According to the report, based on findings derived from this baseline study, it is apparent that the We Have Rights Too! Project must address issues at multiple levels of society in order to fully support and protect the SRHR of WLHIV. The following are some of the recommendations excerpted from the report:

  • Trainings and counselling provided through the We Have Rights Too! Project should deliver information on how to access relevant organisations and legal networks in the community. Yet given the weak system of redress that was evidenced, WLHIV should be trained in political advocacy to be able to enact changes in policy and programmes available to them at the community and district level. This could potentially be achieved through building the capacity of WLHIV to engage in and initiate public debates, district and community campaigns, meetings, and participatory radio campaigns (PRCs).
  • The SRHR promoters should be trained to provide counselling, referrals, and follow-ups to WLHIV in the community. In addition, these community SRHR promoters should be intensively trained to advocate for: changes in the health care system to reduce the level of violations WLHIV are facing by HCW; increased legal, economic and social support for WLHIV seeking redress for SRHR violations; and effective implementation of anti-discriminatory laws and policies intended to protect their rights.

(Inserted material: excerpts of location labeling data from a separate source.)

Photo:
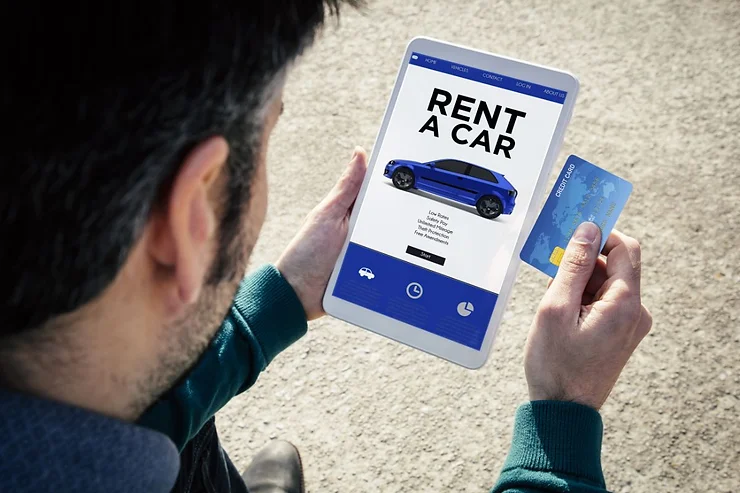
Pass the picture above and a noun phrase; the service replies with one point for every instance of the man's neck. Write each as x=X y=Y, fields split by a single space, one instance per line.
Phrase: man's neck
x=68 y=376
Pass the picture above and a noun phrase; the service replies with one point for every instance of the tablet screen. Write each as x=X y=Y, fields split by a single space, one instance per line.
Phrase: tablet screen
x=454 y=175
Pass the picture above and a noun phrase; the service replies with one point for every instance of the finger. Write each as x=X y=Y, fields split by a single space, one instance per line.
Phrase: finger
x=623 y=256
x=645 y=323
x=598 y=278
x=345 y=191
x=577 y=266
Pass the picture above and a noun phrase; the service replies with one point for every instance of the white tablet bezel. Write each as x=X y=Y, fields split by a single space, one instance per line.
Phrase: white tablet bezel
x=406 y=333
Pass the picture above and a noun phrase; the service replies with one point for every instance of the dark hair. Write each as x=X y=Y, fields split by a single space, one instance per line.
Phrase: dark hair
x=105 y=99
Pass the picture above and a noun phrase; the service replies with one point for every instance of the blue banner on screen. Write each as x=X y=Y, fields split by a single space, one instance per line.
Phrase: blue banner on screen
x=489 y=78
x=406 y=292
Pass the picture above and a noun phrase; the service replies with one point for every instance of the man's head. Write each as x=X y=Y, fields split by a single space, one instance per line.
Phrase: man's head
x=133 y=184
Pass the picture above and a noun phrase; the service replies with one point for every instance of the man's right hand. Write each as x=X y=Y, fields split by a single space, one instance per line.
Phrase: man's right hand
x=589 y=321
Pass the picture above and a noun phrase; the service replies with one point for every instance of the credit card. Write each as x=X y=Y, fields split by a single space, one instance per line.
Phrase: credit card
x=582 y=192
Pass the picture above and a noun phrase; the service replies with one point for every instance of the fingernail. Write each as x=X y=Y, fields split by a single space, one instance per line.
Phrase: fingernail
x=586 y=232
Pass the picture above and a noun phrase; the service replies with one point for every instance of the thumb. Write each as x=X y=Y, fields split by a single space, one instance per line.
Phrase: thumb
x=577 y=265
x=344 y=193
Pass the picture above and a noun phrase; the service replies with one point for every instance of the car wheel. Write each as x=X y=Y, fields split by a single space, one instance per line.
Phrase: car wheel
x=403 y=178
x=489 y=207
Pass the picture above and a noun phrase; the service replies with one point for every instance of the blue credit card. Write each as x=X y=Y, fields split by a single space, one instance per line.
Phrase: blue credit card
x=582 y=192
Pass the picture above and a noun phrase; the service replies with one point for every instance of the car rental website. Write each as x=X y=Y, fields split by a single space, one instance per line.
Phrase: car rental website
x=448 y=193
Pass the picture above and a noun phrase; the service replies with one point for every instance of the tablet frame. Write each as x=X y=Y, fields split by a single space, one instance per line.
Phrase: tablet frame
x=409 y=334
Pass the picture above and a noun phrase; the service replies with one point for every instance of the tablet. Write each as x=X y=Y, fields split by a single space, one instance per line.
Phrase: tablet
x=452 y=189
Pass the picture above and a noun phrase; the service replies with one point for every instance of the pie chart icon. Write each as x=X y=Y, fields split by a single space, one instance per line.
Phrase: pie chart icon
x=464 y=308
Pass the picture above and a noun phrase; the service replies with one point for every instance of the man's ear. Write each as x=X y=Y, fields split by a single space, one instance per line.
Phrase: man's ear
x=184 y=238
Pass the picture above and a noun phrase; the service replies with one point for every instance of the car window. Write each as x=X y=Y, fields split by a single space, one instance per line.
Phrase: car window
x=453 y=166
x=482 y=174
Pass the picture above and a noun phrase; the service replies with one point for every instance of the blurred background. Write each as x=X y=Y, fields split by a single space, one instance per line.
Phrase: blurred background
x=660 y=106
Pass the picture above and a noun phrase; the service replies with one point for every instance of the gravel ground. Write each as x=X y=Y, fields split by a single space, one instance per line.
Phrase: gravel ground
x=660 y=106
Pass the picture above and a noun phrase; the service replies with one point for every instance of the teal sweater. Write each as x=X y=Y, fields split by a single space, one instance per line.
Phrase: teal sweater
x=556 y=446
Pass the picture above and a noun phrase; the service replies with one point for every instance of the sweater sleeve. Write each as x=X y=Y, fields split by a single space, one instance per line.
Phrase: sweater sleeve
x=556 y=447
x=265 y=318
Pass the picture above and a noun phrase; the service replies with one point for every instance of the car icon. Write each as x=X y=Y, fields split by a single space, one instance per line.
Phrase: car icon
x=486 y=190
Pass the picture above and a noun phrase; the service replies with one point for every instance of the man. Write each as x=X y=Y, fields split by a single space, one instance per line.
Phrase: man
x=133 y=191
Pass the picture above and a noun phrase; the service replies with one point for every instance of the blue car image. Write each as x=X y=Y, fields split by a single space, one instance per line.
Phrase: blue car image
x=489 y=192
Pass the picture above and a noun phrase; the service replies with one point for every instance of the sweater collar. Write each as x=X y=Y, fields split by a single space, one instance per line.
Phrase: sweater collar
x=48 y=446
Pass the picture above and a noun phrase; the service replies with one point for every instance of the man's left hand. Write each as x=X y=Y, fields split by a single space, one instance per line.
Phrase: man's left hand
x=308 y=261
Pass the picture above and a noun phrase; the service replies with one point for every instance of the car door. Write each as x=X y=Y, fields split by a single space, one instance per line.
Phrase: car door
x=450 y=175
x=483 y=181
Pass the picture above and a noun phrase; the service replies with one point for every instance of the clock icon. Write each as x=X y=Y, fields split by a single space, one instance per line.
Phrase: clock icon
x=464 y=308
x=414 y=290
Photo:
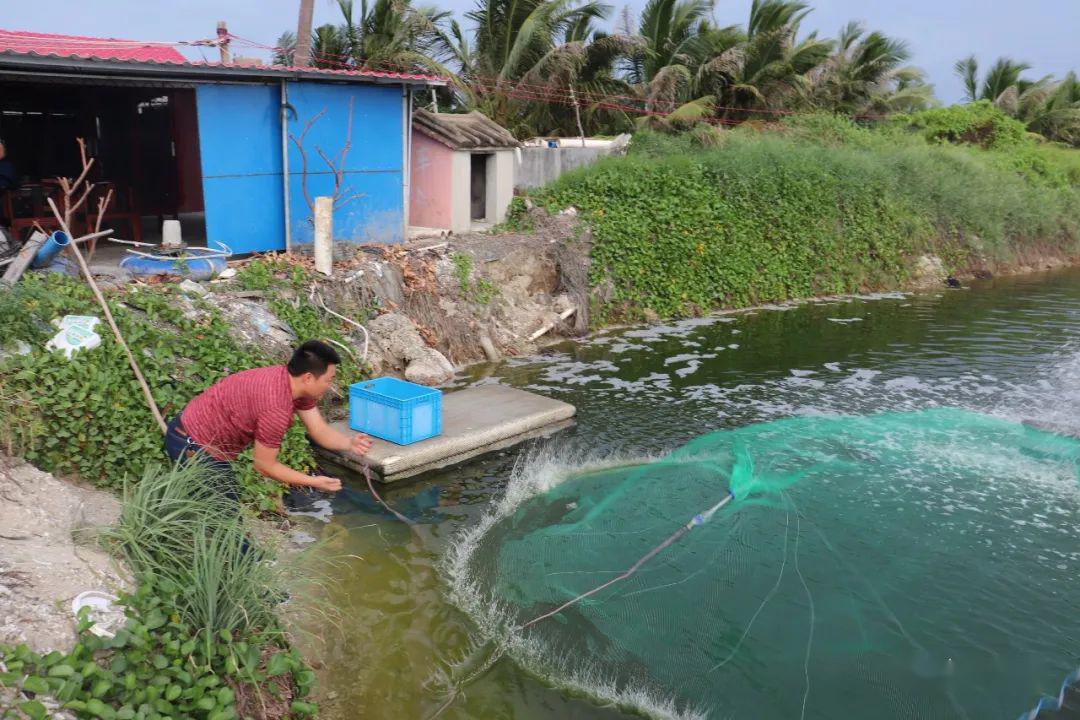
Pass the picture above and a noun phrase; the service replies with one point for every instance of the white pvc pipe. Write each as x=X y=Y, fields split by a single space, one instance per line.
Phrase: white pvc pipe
x=324 y=235
x=284 y=166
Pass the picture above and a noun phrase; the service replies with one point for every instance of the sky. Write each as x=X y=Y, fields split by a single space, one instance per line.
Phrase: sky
x=1041 y=32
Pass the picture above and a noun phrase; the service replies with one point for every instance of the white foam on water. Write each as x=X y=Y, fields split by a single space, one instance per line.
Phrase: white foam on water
x=320 y=510
x=689 y=356
x=620 y=348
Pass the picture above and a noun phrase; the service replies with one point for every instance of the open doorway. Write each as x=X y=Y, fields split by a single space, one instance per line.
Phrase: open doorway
x=477 y=186
x=144 y=141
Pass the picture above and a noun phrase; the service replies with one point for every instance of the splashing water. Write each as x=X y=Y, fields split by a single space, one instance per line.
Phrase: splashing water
x=880 y=566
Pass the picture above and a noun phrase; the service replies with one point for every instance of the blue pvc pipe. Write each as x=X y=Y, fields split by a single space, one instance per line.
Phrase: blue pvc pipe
x=48 y=253
x=193 y=268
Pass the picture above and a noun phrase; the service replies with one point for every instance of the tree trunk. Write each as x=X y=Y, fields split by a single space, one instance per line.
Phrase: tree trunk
x=301 y=56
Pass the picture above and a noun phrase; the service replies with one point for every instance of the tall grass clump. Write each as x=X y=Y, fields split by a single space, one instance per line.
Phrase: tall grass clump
x=175 y=526
x=814 y=206
x=200 y=640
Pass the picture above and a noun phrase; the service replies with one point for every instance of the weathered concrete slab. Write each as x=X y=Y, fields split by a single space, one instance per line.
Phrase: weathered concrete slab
x=475 y=421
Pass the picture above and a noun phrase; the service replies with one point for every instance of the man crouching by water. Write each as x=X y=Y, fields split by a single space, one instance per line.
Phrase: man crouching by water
x=257 y=406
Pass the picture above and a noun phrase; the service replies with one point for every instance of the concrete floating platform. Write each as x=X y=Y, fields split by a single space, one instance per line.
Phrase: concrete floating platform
x=475 y=421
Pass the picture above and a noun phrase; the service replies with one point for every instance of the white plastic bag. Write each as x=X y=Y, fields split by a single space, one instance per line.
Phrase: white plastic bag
x=77 y=333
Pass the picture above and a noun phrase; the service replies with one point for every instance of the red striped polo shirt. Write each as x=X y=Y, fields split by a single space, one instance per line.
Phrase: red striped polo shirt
x=241 y=408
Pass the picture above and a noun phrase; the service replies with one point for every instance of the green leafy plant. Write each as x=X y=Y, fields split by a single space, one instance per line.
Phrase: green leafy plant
x=201 y=639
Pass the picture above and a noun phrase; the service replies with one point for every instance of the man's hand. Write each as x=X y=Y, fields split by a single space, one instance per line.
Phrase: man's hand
x=326 y=484
x=360 y=445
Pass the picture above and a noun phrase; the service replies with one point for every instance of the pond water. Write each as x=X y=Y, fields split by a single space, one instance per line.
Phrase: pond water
x=977 y=633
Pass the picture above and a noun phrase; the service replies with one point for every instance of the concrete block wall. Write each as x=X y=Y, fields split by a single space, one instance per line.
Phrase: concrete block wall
x=541 y=166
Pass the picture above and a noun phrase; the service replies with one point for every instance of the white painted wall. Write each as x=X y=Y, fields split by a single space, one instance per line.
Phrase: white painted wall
x=500 y=185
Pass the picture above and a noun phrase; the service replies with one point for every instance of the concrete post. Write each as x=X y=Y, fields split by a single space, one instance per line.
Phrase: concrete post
x=324 y=235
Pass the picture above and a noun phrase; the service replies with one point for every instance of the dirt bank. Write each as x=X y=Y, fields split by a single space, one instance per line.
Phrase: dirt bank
x=46 y=554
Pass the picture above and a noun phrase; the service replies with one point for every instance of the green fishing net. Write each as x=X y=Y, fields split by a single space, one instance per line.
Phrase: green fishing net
x=916 y=565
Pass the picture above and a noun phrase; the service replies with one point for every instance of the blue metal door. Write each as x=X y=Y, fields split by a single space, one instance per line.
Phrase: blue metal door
x=240 y=141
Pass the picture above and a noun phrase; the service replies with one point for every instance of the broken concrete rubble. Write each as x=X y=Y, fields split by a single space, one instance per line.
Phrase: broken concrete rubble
x=402 y=350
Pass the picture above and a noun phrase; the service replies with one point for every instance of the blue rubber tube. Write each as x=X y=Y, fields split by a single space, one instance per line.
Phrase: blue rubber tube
x=48 y=253
x=193 y=268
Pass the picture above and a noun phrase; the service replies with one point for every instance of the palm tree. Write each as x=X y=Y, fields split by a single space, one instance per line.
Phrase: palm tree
x=389 y=35
x=775 y=69
x=684 y=58
x=503 y=69
x=867 y=72
x=581 y=70
x=1048 y=107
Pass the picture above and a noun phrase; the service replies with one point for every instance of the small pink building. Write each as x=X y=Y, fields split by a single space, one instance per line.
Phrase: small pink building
x=462 y=171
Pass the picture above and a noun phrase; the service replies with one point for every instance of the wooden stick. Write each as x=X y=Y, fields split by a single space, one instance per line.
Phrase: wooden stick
x=93 y=235
x=108 y=316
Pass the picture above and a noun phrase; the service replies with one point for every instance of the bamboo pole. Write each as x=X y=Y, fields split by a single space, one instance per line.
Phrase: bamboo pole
x=108 y=316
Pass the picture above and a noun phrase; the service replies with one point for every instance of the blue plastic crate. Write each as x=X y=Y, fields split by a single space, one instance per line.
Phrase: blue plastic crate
x=395 y=410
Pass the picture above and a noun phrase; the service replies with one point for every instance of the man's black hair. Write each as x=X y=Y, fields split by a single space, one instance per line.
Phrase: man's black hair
x=313 y=356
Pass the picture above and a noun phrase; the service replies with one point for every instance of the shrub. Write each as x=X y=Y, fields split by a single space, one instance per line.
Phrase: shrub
x=979 y=123
x=88 y=416
x=201 y=639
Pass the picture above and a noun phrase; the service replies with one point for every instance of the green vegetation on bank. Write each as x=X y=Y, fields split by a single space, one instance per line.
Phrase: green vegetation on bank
x=201 y=639
x=815 y=205
x=86 y=416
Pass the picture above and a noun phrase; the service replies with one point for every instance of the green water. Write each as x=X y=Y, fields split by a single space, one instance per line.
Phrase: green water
x=1006 y=349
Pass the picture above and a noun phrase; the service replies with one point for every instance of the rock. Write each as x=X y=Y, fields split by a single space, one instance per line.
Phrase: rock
x=44 y=569
x=382 y=281
x=403 y=350
x=431 y=368
x=193 y=288
x=929 y=272
x=256 y=325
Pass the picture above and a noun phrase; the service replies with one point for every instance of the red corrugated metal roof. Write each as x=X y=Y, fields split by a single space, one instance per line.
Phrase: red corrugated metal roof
x=135 y=51
x=70 y=45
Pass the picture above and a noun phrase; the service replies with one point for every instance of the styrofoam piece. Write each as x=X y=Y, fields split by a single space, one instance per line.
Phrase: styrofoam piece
x=107 y=615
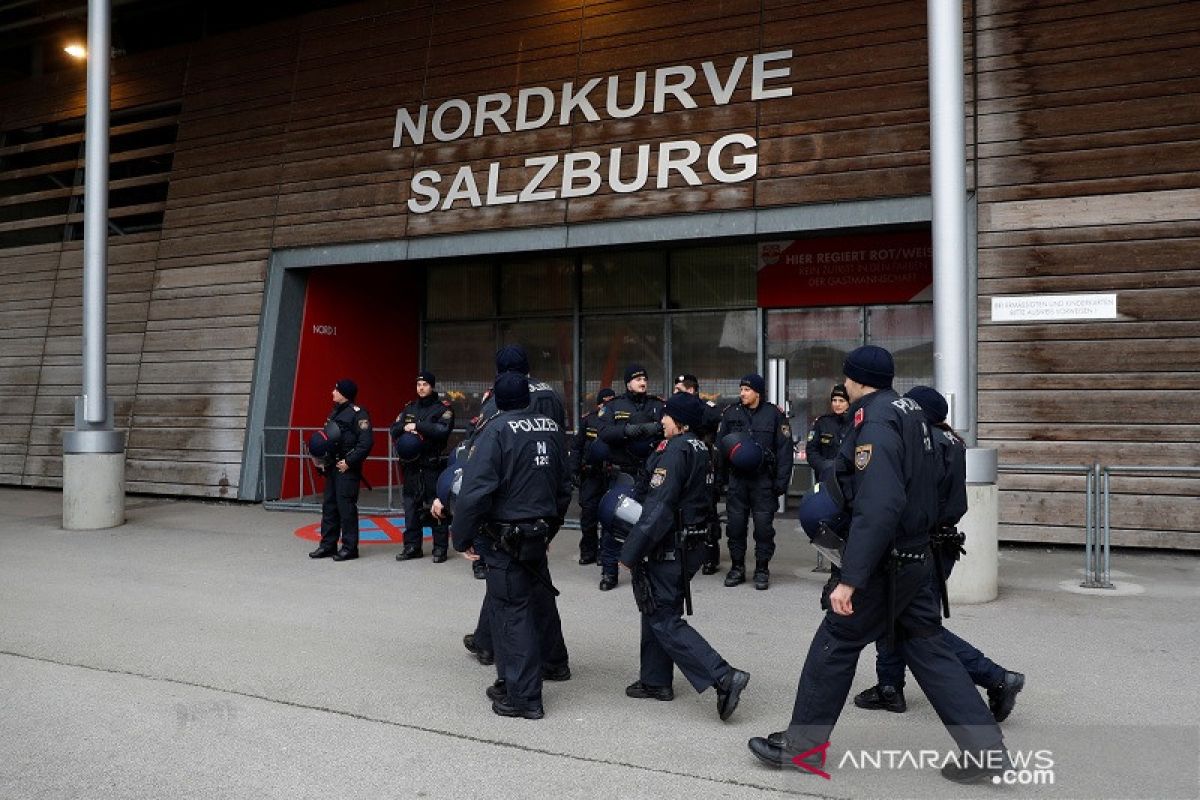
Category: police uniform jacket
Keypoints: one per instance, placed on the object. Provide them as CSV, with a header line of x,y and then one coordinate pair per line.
x,y
768,426
676,488
887,470
543,400
588,432
825,439
355,439
516,470
952,483
435,422
617,415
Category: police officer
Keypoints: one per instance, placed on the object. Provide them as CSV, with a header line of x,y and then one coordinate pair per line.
x,y
826,435
707,432
589,470
515,491
342,468
423,429
755,492
665,549
631,426
887,471
545,401
1001,685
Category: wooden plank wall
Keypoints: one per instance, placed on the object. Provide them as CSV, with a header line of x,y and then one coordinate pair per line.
x,y
1086,178
1089,180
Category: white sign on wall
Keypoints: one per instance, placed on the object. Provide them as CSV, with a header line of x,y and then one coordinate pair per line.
x,y
1036,308
630,167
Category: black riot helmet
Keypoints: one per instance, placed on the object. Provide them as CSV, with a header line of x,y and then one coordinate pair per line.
x,y
619,511
408,445
743,452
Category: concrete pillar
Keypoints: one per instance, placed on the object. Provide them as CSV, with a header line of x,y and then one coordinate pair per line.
x,y
976,576
93,491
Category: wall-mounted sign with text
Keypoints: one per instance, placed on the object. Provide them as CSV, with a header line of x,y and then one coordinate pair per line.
x,y
846,270
730,158
1054,307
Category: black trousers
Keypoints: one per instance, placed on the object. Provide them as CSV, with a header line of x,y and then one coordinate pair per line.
x,y
750,497
527,631
340,510
667,641
592,488
420,489
833,656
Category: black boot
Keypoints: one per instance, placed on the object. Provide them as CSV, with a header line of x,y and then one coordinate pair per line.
x,y
1002,697
761,575
882,698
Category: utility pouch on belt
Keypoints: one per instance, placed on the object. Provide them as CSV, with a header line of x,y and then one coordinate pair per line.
x,y
522,541
951,540
641,584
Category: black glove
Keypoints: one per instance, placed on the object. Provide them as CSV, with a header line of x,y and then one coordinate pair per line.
x,y
643,429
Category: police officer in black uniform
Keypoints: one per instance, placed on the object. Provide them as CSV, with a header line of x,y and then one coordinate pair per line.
x,y
515,491
545,401
631,426
826,434
707,432
665,549
429,420
342,468
589,468
755,493
1002,685
887,471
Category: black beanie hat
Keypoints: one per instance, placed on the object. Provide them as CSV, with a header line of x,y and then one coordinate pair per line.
x,y
685,409
871,366
348,389
931,403
511,391
755,382
511,358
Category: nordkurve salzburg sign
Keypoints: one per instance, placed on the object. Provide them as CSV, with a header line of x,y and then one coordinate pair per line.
x,y
731,158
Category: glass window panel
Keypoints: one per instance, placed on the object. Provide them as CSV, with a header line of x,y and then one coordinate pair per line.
x,y
624,280
714,277
550,346
460,292
611,343
539,286
907,331
462,355
718,348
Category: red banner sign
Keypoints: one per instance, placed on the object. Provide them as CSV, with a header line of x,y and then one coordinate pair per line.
x,y
846,270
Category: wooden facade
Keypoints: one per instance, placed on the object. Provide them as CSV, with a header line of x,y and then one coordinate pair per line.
x,y
1081,149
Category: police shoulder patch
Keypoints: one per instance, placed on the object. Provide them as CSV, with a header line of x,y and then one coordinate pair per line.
x,y
862,456
658,477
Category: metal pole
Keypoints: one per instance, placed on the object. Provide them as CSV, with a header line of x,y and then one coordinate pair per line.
x,y
947,157
1089,525
95,214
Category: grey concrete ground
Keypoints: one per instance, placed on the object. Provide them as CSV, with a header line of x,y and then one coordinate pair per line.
x,y
197,653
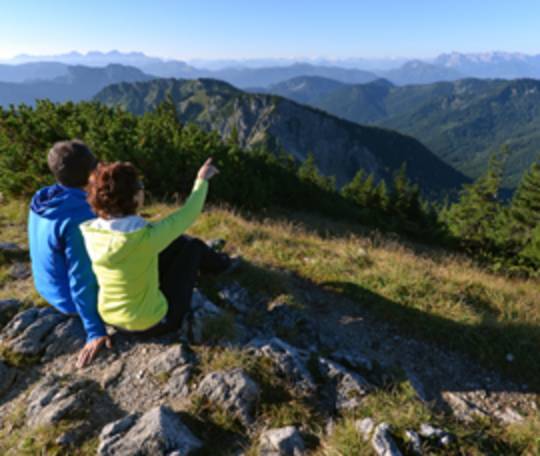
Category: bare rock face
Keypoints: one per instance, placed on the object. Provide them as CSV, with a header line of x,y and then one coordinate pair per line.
x,y
53,399
66,337
382,441
236,296
233,390
345,388
26,334
288,360
7,376
285,441
158,432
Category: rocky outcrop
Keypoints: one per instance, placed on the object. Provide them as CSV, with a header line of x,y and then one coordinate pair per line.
x,y
233,390
55,398
285,441
158,432
27,333
7,377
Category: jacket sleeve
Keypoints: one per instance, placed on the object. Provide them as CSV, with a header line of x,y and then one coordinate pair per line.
x,y
165,231
82,283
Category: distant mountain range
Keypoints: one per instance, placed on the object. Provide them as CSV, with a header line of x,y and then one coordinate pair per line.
x,y
74,83
264,72
463,121
340,147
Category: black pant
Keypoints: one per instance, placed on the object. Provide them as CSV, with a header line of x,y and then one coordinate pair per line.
x,y
179,266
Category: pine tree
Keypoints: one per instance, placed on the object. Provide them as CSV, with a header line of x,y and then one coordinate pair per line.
x,y
405,197
525,208
308,172
475,219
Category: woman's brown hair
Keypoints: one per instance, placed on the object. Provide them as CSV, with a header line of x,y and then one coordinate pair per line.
x,y
112,189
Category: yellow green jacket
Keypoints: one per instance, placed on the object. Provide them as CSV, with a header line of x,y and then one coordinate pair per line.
x,y
126,265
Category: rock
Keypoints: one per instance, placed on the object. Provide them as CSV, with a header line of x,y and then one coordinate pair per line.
x,y
66,337
9,305
178,384
365,427
237,297
173,357
292,323
509,416
233,390
285,441
346,387
428,431
414,442
288,361
352,359
7,377
158,432
382,441
464,410
112,373
20,271
201,309
53,399
27,332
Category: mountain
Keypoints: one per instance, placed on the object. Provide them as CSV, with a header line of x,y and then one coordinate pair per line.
x,y
340,147
32,71
502,65
78,83
418,72
463,121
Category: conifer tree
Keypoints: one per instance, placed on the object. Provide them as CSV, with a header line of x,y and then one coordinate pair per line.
x,y
475,218
308,172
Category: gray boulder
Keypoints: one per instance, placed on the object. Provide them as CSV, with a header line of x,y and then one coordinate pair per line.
x,y
345,388
233,390
201,310
158,432
365,427
27,332
285,441
173,357
67,337
7,376
382,441
236,296
53,399
289,361
178,384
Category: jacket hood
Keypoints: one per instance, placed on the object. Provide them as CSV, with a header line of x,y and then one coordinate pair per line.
x,y
57,199
106,247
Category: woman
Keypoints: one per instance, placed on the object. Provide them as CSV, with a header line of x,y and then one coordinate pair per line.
x,y
146,271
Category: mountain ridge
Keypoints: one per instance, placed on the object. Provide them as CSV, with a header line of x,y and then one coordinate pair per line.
x,y
340,147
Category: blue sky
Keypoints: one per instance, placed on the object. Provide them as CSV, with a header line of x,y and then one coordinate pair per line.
x,y
214,29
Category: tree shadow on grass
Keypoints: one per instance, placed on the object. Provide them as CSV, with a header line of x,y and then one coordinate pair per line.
x,y
487,342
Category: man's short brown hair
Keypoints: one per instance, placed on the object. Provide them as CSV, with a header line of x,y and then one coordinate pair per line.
x,y
71,162
112,189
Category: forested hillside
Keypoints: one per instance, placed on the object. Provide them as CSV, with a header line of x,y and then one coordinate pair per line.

  • The project will need to collaborate with key health officials in order to begin addressing issues that were reported by women regarding SRHR violations in health facilities. Initially, meetings should be held with the District Health Officers, District HIV and AIDS Coordinator, Sexual and Reproductive Health Coordinators to begin developing a plan to work with HCW in reducing barriers to access, overcoming resource limitations and knowledge gaps in the delivery of adequate and appropriate SRH advice and services for WLHIV.
  • The project will need to work with traditional leaders in order to address issues in which WLHIV are being denied access to subsidised farm inputs, food-for-work, cash-for work, and loan programmes as well as being subjected to cultural violations. In Nkhotakota, a special effort to collaborate with religious leaders is warranted given the identification of their role in denying women access to ARVs, family planning methods, and HIV testing. Sensitisation meetings may serve as a starting point to addressing these issues.
  • Rather than duplicating the activities of organisations already in place, the We Have Rights Too! Project should work with them to strengthen their activities in the project’s target areas, build referral networks between the organisations and WLHIV and educate women on how to access these institutions once we have successfully worked to strengthen them.

The report concludes that currently WLHIV face multiple levels of discrimination as HIV/AIDS-related stigma and discrimination compounds with pre-existing forms, including those based on gender, class, and ethnicity. This serves to further perpetuate their socioeconomic disadvantages. It is essential that the We Have Rights Too! Project works towards leading a concerted effort in ensuring WLHIV will be able to realise their SRH needs and aspirations in a manner that is free from coercion, discrimination, and violence. To achieve this goal, this project must commit to tackling the range of factors driving the persistence of SRHR violations and galvanise the political will needed to make certain SRHR of WLHIV becomes a focal concern among community members, traditional and community leaders, health care workers, police, and health and government officials.